この設計ではインターネットのみを利用することになり、コストを抑えられる半面、常時接続を担保できない。そこでPoC(Proof of Concept:概念実証)として、まずテスト拠点で利用品質を評価、その後、全拠点への導入に踏み切った。
その結果、従来と同等のコストでスループットを10倍以上に拡大できた。ただし、このような構成のSD-WANを常に構築できるとは限らない。インターネットが高い品質で利用できるエリアを選ばなければならない。発展途上国や各国のへき地に値するエリアなど通信インフラ自体が安定していない場合、重要な用途に使うネットワークをインターネットのみで構成することはお勧めしない。
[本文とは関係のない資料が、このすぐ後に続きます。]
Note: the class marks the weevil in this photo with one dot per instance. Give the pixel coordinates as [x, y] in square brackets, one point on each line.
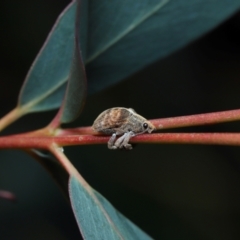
[121, 121]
導入に当たって想定外のトラブルも発生した。拠点間の音声通信の品質が安定しないのだ。トラフィックがWAN方向とLAN方向でつりあっていないルーティング設定を修正したり、UTMのNAT設定を「1:N」ではなく「One To One NAT」へ切り替えたりするなど、トライアルアンドエラーを繰り返した。
事例1では、VoIP事業者とネットワーク事業者、ユーザー企業の3社間で解析した結果、品質が安定した。複数事業者をまたいだ事象の解析、設定変更に時間がかかることが多く、事象改善に1カ月以上を要した。